Essas cenas do passado funcionam como metáforas e não apenas da história sentimental da protagonista, mas da construção de um presente em que Clara, agora aos 65 anos, reage contra as negociações perturbadoras da construtora interessada em seu apartamento (o mesmo no qual viveu nos tempos de casada e onde permanece com suas recordações). Embora a situação pareça indicar uma conscientização sobre a exploração social provocada pelas grandes edificações (que igualmente evoca a noção freyriana que critica a estrutura da Casa-Grande com a Senzala estendida, frente aos mandos colonizadores), ela é colocada num contexto retórico mais amplo de resistência às atuais mudanças impostas.
A função metafórica se potencializa pelo esquema narrativo. Diego, jovem herdeiro envolvido com a especulação imobiliária (Humberto Carrão), se dispõe a usar táticas ardilosas para convencer Clara a vender seu apartamento. Entretanto, o que está em questão, não é apenas a desintegração social decorrente de empreendimentos que apagam a configuração de uma época, mas também a de evidenciar o sentimento de resistência que permeia a vivência da protagonista, cercada por sua coleção de LPs, livros e memórias, como verdadeiros arquivos do tempo. Daí a importância da trilha sonora, com músicas de Taiguara a Queen, passando por Roberto Carlos e Maria Bethânia, o som à beira do mar e outras técnicas precisas na elaboração do tempo suspenso que caracteriza o ambiente no edifício Aquarius.

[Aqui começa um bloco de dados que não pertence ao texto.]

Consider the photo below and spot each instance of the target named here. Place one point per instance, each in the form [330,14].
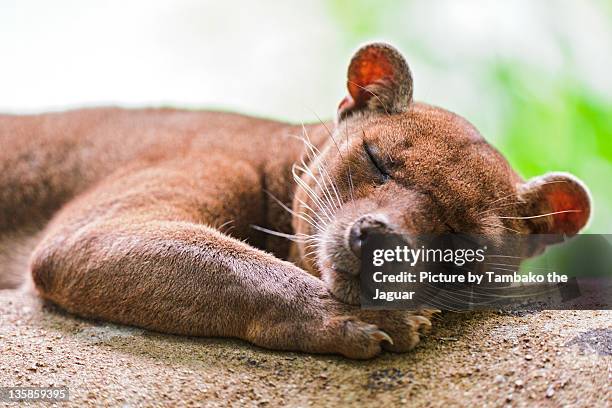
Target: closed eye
[372,152]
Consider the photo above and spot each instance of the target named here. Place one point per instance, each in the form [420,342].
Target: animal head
[392,165]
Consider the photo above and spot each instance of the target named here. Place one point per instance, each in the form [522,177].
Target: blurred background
[534,77]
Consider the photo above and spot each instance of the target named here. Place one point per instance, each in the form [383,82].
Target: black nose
[368,224]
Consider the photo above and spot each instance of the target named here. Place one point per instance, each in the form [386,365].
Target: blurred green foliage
[547,122]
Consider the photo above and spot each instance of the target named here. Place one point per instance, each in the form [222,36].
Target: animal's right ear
[379,80]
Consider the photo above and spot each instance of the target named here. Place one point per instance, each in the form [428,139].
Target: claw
[382,336]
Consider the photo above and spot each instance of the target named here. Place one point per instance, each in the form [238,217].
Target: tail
[39,165]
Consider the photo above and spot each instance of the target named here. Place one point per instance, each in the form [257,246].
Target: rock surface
[548,358]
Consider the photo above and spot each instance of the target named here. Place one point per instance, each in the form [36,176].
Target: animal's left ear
[379,80]
[556,203]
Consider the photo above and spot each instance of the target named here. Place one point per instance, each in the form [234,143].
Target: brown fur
[152,210]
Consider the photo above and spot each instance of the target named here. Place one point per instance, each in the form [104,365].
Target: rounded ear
[556,203]
[378,80]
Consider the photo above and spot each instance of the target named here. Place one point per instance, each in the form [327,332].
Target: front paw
[404,327]
[356,339]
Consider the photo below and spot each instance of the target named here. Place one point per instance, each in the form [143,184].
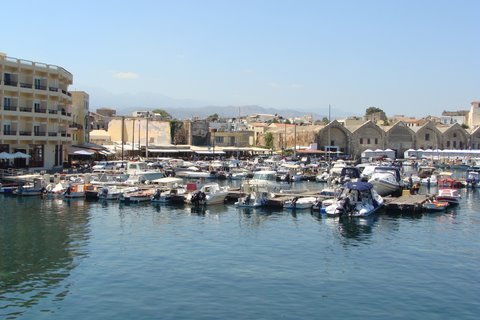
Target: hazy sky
[406,57]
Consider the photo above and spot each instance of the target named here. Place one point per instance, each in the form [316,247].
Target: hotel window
[6,129]
[38,83]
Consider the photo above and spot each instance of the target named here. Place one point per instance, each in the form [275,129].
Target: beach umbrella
[6,156]
[83,153]
[21,155]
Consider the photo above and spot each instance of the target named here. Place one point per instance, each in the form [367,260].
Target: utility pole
[123,134]
[146,141]
[133,136]
[295,139]
[139,142]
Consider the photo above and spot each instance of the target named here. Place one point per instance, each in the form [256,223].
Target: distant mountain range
[235,111]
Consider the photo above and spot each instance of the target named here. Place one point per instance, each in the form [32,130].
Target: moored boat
[358,199]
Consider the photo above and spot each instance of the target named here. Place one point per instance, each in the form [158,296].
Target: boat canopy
[359,185]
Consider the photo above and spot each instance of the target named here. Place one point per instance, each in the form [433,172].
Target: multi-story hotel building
[35,111]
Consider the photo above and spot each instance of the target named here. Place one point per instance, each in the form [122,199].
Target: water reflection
[41,242]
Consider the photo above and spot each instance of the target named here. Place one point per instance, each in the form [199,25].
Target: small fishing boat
[299,203]
[452,196]
[435,206]
[358,199]
[36,188]
[74,191]
[137,196]
[210,193]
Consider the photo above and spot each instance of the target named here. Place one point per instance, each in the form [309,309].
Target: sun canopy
[359,185]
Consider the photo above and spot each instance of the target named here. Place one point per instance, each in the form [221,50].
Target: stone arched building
[428,136]
[454,137]
[366,136]
[338,135]
[399,138]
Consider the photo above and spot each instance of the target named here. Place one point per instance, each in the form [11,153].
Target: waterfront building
[454,137]
[366,136]
[142,131]
[79,126]
[474,138]
[335,135]
[35,111]
[399,137]
[427,136]
[452,117]
[232,138]
[474,114]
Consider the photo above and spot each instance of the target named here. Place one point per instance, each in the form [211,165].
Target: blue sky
[406,57]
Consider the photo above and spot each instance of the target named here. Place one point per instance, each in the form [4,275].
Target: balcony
[10,108]
[25,109]
[10,83]
[40,110]
[26,85]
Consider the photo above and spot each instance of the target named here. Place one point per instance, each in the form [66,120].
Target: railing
[25,85]
[10,83]
[10,108]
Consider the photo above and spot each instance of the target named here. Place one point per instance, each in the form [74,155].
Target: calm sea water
[97,260]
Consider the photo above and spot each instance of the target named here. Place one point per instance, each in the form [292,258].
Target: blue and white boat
[358,199]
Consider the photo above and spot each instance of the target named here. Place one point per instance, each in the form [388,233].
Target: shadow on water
[41,242]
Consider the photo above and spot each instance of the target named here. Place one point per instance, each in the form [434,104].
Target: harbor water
[103,260]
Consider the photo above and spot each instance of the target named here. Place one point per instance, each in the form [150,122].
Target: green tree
[269,140]
[164,114]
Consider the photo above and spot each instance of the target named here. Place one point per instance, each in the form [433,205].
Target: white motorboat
[139,172]
[452,196]
[137,196]
[299,203]
[358,199]
[386,180]
[74,191]
[253,200]
[209,194]
[114,192]
[36,188]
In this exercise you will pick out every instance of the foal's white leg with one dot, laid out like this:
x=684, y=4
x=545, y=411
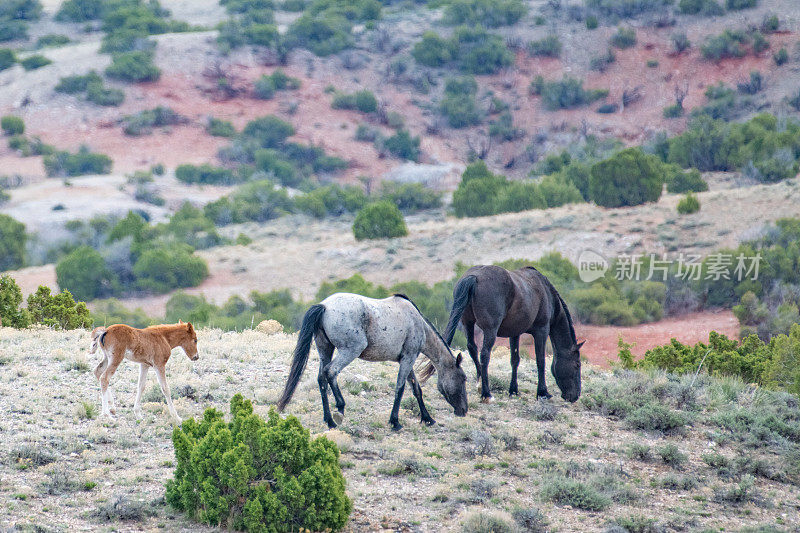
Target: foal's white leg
x=162, y=380
x=137, y=405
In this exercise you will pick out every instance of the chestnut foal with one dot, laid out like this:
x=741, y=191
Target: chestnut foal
x=150, y=347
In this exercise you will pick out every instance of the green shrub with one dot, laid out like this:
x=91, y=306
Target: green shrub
x=488, y=13
x=12, y=30
x=12, y=125
x=324, y=33
x=410, y=197
x=133, y=67
x=336, y=200
x=77, y=84
x=740, y=4
x=266, y=86
x=162, y=269
x=268, y=131
x=624, y=38
x=98, y=94
x=52, y=40
x=725, y=45
x=547, y=47
x=672, y=455
x=258, y=201
x=503, y=128
x=142, y=123
x=85, y=273
x=35, y=61
x=459, y=104
x=781, y=57
x=433, y=50
x=21, y=10
x=705, y=8
x=471, y=49
x=688, y=204
x=568, y=93
x=58, y=310
x=7, y=58
x=81, y=163
x=627, y=8
x=204, y=174
x=11, y=315
x=12, y=243
x=363, y=101
x=691, y=181
x=566, y=491
x=403, y=145
x=220, y=128
x=630, y=177
x=257, y=475
x=673, y=111
x=380, y=220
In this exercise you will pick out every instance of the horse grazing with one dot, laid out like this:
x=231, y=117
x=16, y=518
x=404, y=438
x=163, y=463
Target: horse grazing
x=392, y=329
x=150, y=347
x=507, y=304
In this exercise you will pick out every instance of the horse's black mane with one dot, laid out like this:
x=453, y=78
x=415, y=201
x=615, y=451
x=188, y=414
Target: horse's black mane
x=560, y=302
x=404, y=297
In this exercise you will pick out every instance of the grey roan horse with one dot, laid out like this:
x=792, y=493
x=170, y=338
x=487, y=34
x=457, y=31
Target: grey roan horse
x=392, y=329
x=507, y=304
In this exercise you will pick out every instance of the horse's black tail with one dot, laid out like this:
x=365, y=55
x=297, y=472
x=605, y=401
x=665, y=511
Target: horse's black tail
x=462, y=294
x=311, y=323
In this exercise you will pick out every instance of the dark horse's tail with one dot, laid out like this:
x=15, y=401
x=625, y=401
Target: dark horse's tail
x=311, y=323
x=462, y=294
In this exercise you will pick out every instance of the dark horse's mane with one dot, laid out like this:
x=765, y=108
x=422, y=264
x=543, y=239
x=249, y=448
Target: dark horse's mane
x=560, y=302
x=404, y=297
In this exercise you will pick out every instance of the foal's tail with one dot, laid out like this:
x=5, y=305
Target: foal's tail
x=311, y=323
x=462, y=294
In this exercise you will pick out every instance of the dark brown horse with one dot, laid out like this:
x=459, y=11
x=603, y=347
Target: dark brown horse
x=507, y=304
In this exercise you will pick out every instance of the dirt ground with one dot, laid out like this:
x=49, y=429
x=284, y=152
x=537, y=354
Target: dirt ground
x=419, y=479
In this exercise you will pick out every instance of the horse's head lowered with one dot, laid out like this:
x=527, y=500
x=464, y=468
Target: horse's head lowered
x=566, y=369
x=452, y=384
x=189, y=341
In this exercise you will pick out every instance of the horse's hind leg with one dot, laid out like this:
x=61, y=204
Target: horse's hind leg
x=489, y=336
x=539, y=342
x=325, y=350
x=328, y=373
x=417, y=390
x=513, y=343
x=472, y=348
x=406, y=367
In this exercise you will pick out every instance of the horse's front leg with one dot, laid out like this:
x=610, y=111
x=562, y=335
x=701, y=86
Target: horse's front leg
x=513, y=343
x=329, y=373
x=406, y=367
x=486, y=351
x=539, y=342
x=417, y=390
x=472, y=348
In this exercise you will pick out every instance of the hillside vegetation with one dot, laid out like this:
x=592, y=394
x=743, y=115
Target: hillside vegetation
x=640, y=450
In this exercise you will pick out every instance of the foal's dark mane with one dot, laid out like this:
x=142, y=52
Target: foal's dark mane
x=560, y=302
x=404, y=297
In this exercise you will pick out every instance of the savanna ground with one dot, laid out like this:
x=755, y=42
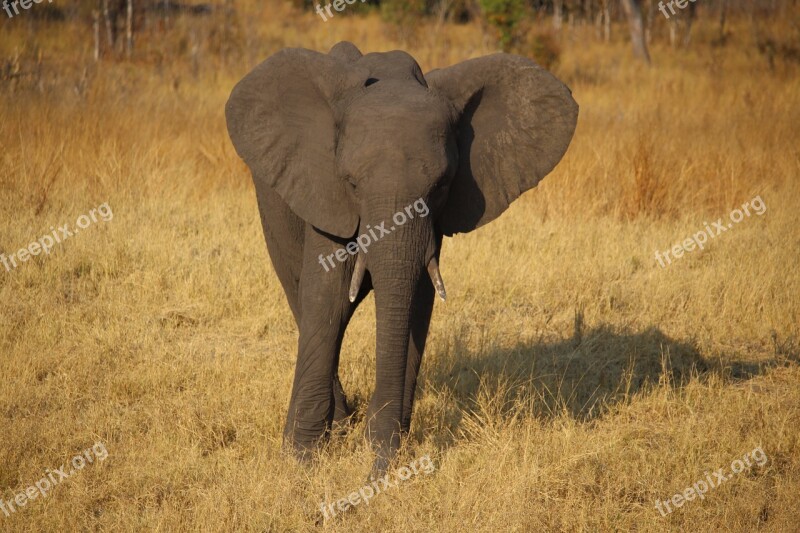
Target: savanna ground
x=569, y=381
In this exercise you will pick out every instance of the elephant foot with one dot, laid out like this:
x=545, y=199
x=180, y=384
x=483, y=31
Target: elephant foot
x=380, y=468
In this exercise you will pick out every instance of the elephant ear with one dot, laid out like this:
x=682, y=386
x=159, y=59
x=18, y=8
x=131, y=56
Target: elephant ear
x=516, y=122
x=281, y=119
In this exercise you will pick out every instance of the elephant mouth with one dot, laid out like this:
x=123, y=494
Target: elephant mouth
x=361, y=268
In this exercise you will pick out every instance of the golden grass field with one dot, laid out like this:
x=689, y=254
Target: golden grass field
x=569, y=381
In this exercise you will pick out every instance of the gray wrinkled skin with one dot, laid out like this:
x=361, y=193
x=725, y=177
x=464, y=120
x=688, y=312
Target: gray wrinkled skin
x=341, y=141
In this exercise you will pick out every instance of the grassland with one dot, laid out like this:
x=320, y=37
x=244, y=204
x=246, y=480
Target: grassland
x=569, y=380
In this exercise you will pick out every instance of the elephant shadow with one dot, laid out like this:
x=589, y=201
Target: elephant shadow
x=582, y=377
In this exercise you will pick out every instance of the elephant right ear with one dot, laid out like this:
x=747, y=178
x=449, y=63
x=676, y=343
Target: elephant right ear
x=516, y=122
x=282, y=122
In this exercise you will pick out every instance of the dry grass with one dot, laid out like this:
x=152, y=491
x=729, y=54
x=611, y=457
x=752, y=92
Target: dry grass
x=569, y=382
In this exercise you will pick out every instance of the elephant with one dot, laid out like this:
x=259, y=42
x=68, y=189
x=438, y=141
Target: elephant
x=340, y=143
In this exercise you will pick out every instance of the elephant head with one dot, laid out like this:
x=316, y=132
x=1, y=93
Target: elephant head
x=350, y=140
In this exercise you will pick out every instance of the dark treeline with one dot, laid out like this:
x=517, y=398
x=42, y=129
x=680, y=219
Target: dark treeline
x=530, y=27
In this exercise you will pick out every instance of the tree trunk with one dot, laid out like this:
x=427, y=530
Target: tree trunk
x=129, y=30
x=96, y=33
x=634, y=13
x=558, y=14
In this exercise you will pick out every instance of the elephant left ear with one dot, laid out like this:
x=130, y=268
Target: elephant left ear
x=516, y=122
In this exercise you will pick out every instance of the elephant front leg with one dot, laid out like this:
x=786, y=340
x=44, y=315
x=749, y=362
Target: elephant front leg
x=317, y=396
x=421, y=311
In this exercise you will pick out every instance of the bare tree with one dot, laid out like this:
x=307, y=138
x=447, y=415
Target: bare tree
x=634, y=13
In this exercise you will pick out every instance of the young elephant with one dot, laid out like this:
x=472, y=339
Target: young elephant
x=363, y=159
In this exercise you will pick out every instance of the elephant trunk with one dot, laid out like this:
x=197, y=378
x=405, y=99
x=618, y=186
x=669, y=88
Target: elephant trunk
x=396, y=264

A sutileza com que Sonia Braga compõe sua personagem faz toda a diferença para se perceber os conflitos que ela enfrenta, com os quais também se bate internamente. Clara passa a imagem de libertária e segura de suas convicções. Mas do ponto de vista de Ana Paula, a filha pragmática (Maeve Jinkings), ela é apenas a mulher que deixa todos preocupados por sua teimosia em relação àquele prédio estigmatizado como fantasma. Interessada na venda do apartamento, a filha pouco reconhece a subjetividade da mãe, autora de importantes publicações (entre as quais se destaca um livro sobre Heitor Villa-Lobos, mais um arquivo do tempo). Clara expressa a visão da filha com ironia arguta e reitera seu desinteresse pela oferta expressiva da construtora. Em outras situações de opressão, inclusive em conversas com o jovem herdeiro, se contrapõe à tipificação patriarcal da figura feminina.
O que mais provoca o espectador é a percepção de como a narrativa conduz sua reação aos padrões impostos. E o que mais vemos é uma Clara intensa em suas falas contra as imposições, sempre com argumentos certos e precisos em defesa da memória e de seu pertencimento no lugar onde deseja estar. A determinação da protagonista, evocada pela dignidade inflexível na expressão da atriz, sinaliza a sua rebelião diante de opressões denunciadas pela narrativa. Nessa construção, o diretor Kleber Mendonça Filho cria um ambiente como experiência e fruição que não deixa nenhuma dúvida sobre sua potência como cineasta.